Actuellement, ce que nous observons dans la violence pratiquée au nom de la religion est d’abord la vengeance d’un individu ou d’un groupe qui réagit contre un ordre défavorable ; cette violence est aujourd’hui chargée de réparer le préjudice par le sang ! Dans cette démarche, on peut remarquer l’absence de la piété car la violence apparaît plutôt comme un mode de socialisation d’une catégorie en marge de la société. C’est la raison pour laquelle lorsque l’État répond lui aussi par la violence, il déclenche un cycle infernal qui ne peut se rompre qu’avec l’épuisement de l’une des deux forces.

La violence vécue sur l’Agora est révélatrice d’une résistance au changement pour contester l’influence culturelle, sociale et politique de la philosophie de la pluralité et de la démocratie. La bataille contre les « autres» trouve dans les derniers attentats de Djebel Châambi un prolongement paroxystique qui provoque une fracture y compris parmi les islamistes, dont la majorité continue à agir en utilisant le temps comme outil stratégique pour parvenir à leurs fins. L’extraordinaire violence générée depuis l’assassinat du leader Chokri Belaïd a désorienté de nombreux penseurs qui se sont penchées sur la question pour tenter de trouver une issue à ce fléau.

Considérons, à la suite d’Alain Finkielkraut, que la modernité relève d’un dualisme sous tension entre la raison et la culture, entre le monde objectif et le monde de la subjectivité, entre la rationalisation et la subjectivation . Dans cette perspective, la Tunisie postrévolutionnaire peut être appréhendé comme soumis à des risques croissants de déchirement entre les deux pôles qui définissent notre quotidien.

D’un côté, le monde de la Raison, de la technique et de la science, de l’autre celui des identités communautaristes ou sectaires ; d’un côté, le règne de la tolérance, de l’égalité et de la liberté, de l’autre celui des cultures malmenées ou agressives, de l’arbitraire et de la superstition.

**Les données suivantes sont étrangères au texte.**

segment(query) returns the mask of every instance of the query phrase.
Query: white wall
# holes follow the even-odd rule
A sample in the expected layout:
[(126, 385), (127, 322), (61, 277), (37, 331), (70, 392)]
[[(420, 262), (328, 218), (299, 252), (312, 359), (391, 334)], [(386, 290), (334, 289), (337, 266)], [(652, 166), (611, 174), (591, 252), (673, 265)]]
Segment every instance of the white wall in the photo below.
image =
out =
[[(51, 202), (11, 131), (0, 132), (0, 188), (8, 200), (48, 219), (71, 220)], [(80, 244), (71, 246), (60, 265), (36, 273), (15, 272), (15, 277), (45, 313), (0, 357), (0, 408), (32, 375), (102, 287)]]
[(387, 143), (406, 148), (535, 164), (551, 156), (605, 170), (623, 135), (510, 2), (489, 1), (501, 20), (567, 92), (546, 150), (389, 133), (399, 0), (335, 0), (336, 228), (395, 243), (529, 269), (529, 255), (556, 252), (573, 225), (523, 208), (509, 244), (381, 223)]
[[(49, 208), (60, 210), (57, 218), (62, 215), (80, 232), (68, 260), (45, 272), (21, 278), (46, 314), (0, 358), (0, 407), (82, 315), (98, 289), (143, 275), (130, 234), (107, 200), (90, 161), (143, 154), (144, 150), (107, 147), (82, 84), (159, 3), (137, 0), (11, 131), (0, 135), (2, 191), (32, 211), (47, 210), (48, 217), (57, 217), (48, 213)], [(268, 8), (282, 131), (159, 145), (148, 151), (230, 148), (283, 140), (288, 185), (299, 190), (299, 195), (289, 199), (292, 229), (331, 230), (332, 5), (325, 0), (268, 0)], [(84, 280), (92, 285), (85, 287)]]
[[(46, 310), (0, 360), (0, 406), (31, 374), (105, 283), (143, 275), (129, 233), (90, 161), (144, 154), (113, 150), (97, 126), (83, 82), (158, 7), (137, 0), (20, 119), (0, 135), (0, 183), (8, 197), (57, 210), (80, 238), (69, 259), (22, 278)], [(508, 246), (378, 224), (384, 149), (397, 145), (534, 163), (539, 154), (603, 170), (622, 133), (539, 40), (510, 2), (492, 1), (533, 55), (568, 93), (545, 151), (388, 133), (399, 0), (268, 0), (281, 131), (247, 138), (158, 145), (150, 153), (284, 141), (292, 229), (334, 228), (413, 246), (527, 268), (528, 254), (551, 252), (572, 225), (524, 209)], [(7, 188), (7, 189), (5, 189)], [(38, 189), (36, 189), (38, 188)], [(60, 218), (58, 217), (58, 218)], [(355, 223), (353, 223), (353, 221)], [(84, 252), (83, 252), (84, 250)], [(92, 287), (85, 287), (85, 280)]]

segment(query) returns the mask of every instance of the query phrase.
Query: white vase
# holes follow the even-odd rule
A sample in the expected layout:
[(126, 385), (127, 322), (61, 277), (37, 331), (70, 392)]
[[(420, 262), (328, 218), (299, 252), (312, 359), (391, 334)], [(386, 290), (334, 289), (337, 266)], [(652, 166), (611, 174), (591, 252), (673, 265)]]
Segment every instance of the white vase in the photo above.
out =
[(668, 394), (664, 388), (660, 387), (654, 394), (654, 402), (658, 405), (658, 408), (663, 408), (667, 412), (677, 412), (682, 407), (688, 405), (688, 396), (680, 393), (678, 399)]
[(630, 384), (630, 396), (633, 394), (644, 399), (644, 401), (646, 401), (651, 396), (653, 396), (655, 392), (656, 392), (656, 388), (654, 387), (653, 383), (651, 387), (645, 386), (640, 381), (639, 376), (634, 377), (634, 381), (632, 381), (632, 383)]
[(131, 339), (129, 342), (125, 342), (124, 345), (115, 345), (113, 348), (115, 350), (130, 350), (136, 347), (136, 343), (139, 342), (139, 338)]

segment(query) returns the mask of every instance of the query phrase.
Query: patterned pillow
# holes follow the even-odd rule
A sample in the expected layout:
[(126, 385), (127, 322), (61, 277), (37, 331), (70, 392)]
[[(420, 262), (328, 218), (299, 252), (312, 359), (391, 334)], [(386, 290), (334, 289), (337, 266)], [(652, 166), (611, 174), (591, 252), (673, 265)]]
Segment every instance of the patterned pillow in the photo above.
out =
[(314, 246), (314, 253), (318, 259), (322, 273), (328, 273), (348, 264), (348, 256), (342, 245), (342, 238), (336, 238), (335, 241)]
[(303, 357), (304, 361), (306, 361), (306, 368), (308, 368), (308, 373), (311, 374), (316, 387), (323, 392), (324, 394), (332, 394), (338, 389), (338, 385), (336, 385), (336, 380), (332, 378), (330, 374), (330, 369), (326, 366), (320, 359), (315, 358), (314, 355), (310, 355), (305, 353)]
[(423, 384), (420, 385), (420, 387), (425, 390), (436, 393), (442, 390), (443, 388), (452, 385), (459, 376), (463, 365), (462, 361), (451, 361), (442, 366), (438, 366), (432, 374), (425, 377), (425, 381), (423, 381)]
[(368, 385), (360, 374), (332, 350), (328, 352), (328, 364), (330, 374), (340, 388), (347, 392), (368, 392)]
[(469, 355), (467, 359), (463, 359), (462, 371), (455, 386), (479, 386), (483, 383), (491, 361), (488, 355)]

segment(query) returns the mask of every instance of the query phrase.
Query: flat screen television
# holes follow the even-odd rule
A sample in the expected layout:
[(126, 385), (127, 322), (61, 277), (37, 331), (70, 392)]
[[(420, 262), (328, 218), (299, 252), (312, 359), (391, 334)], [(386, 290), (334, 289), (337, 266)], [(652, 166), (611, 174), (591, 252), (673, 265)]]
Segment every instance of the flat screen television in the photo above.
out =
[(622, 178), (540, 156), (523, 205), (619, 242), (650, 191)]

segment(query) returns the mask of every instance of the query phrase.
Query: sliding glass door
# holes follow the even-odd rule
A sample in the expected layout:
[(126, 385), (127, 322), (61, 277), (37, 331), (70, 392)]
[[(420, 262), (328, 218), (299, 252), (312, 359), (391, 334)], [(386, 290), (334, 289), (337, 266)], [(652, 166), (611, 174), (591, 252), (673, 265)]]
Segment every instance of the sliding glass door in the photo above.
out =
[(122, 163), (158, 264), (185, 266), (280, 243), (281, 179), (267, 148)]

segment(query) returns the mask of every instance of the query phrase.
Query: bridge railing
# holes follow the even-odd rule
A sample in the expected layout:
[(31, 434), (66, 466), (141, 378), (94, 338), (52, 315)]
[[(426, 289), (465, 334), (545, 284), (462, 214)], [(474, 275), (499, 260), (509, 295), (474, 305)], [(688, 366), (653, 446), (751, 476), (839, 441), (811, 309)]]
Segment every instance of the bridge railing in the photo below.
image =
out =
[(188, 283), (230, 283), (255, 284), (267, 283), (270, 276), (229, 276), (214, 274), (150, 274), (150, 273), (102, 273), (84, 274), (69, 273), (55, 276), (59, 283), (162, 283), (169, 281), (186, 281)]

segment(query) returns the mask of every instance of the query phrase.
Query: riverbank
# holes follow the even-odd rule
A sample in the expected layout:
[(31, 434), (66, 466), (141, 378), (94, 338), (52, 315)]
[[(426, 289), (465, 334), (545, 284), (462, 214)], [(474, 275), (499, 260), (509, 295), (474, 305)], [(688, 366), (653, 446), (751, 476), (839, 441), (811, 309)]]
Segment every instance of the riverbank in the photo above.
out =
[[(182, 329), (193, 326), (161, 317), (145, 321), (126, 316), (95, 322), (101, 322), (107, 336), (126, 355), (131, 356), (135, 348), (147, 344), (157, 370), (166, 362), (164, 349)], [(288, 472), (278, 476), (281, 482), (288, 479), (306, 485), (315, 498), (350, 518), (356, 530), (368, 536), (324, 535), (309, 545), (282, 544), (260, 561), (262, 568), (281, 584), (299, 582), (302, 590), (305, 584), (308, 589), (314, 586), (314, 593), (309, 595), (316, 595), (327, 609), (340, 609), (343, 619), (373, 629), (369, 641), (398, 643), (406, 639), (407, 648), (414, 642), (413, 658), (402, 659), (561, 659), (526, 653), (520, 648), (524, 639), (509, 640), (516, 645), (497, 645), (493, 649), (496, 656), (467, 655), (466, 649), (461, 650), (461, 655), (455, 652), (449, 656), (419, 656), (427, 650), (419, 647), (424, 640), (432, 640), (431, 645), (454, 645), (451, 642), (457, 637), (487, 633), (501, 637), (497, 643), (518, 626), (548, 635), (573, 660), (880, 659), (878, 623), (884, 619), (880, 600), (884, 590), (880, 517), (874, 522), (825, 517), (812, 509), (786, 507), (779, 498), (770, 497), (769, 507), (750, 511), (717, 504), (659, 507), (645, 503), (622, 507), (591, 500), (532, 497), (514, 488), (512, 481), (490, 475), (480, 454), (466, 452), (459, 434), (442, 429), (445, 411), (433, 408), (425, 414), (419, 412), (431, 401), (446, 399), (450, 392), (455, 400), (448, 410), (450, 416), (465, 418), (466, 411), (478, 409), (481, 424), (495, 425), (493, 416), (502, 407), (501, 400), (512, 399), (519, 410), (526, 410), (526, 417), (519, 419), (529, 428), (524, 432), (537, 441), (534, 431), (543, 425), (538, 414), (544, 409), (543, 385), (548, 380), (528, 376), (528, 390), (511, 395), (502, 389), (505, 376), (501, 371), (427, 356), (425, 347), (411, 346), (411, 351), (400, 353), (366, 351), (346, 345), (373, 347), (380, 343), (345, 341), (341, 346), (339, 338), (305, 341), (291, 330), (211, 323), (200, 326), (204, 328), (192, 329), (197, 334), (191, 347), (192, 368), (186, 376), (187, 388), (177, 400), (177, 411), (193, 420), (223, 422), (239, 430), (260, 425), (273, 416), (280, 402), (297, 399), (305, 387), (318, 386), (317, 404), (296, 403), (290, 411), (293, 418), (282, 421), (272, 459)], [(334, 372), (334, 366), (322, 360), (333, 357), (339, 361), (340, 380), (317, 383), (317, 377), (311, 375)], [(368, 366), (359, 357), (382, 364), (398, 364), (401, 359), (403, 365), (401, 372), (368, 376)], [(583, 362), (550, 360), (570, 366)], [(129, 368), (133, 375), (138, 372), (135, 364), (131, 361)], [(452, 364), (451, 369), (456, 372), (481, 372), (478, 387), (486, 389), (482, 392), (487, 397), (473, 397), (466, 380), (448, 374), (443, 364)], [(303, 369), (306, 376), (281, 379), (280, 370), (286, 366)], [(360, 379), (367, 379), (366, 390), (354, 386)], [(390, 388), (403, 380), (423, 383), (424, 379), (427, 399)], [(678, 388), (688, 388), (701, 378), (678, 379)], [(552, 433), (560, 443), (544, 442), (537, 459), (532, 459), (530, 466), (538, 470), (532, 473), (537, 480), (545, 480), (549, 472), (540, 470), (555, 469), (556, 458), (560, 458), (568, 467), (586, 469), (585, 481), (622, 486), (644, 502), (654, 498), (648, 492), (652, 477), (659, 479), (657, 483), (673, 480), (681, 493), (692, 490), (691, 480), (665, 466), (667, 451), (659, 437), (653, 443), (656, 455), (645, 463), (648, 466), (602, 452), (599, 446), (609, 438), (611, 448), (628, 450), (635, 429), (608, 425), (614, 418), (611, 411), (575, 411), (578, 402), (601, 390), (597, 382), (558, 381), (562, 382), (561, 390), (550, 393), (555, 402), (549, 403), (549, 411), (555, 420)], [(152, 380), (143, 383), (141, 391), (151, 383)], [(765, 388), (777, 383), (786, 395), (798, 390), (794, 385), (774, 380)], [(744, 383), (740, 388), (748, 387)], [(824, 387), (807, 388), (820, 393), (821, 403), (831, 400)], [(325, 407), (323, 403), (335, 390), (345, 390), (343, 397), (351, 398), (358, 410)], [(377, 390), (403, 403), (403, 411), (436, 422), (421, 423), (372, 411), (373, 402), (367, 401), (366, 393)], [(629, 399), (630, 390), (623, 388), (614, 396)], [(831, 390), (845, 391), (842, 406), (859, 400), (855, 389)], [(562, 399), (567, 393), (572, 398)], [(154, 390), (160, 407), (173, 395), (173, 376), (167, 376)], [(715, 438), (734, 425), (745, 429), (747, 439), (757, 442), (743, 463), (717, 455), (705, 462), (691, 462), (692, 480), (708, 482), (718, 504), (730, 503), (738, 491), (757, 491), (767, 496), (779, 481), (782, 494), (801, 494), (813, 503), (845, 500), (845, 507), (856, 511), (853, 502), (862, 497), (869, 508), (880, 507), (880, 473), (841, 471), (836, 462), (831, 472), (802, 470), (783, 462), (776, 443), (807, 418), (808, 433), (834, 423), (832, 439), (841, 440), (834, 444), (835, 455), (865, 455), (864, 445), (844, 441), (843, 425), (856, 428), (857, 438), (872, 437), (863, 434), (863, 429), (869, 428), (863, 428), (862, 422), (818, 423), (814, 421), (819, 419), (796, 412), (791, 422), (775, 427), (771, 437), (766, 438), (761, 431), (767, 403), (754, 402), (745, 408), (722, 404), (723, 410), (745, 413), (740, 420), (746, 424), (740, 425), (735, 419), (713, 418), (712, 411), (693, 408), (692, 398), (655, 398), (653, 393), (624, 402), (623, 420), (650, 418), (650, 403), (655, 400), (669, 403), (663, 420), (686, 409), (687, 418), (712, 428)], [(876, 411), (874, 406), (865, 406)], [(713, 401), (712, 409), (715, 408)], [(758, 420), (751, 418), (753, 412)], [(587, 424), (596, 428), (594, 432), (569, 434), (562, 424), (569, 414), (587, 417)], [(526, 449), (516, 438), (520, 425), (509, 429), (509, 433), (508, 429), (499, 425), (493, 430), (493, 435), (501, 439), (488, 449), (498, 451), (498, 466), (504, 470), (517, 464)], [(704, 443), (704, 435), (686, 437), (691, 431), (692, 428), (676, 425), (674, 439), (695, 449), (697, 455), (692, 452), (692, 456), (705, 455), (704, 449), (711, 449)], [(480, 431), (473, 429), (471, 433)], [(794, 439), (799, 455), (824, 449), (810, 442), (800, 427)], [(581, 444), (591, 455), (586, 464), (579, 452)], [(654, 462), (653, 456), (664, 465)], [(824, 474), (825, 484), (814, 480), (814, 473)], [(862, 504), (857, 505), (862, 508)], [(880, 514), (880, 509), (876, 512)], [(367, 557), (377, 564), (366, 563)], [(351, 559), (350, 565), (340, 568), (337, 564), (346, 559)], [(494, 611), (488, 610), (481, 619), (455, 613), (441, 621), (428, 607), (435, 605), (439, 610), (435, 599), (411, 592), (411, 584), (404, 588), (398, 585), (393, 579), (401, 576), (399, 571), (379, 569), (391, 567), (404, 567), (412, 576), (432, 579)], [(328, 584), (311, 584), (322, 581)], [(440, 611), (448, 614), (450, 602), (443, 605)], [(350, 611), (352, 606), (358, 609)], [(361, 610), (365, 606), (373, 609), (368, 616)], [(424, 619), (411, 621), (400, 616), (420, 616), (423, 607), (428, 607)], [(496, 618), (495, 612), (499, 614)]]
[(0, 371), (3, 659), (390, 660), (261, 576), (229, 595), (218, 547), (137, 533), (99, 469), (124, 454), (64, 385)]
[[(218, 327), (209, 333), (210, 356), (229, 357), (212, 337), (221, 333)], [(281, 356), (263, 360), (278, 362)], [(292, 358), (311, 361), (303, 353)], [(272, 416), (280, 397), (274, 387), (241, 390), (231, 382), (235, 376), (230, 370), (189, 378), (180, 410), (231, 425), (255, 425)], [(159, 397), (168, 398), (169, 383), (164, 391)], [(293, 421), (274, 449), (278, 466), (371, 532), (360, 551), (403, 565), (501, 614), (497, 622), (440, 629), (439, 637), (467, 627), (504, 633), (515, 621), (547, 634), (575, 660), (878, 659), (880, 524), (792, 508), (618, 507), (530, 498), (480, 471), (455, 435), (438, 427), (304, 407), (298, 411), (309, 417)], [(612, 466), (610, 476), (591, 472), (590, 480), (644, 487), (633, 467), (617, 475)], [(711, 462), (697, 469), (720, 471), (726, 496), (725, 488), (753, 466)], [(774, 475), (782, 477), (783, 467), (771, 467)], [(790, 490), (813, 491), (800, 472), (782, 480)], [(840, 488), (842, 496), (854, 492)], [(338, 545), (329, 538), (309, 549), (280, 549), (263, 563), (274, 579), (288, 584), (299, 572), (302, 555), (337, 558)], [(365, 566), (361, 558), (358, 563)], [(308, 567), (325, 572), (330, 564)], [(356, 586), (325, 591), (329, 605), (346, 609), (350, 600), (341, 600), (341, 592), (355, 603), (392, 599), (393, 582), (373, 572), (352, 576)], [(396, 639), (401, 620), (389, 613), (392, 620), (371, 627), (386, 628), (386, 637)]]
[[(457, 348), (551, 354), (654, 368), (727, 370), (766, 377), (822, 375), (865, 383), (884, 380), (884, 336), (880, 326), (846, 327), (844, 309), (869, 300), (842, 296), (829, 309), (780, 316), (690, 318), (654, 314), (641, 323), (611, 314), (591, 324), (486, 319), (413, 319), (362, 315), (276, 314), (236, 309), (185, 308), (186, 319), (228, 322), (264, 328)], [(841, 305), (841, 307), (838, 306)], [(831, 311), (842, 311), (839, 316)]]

De ce point de vue, la violence actuelle peut être analysée comme un vaste ensemble d’expériences qui, chacune à sa manière, traduisent le risque d’un éclatement sociale. Et, dans ces déchirements, une hypothèse première mériterait d’être explorée : celle d’un éclatement des espaces politiques et d’une distorsion du spectre général de la violence à partir de ses dimensions politiques.

Ainsi, la violence matérielle et immatérielle reste couramment installée au niveau social ; mais nous devons être sensible aux dimensions qui font qu’elle se complète, plus peut-être qu’auparavant, par des formes qui la débordent par le bas et par le haut. Depuis presque une année, la violence politique, mettant en cause l’existence de l’État moderne, revêtait en effet une importance considérable. Sans base sociale réelle, ce « radicalisme » relevait de projets de prise du pouvoir d’État.

Il existe certes, aujourd’hui comme hier, de nombreuses et importantes expériences de violence politique dans notre histoire contemporaine ; mais une tendance non négligeable est à l’œuvre ce qui déplace le phénomène vers des orientations d’une part infra-politiques, d’autre part métapolitiques. Certes la forme de résistance, juridique, politique et étatique à la violence constituera une alternative efficace et puissante à cette nouvelle « doctrine offensive » aveugle et coûteuse à long terme. Des stratégies politico-culturelles s’imposent pour retracer des chemins rassurants afin de protéger notre contrat social et notre « Tunisianway of life ».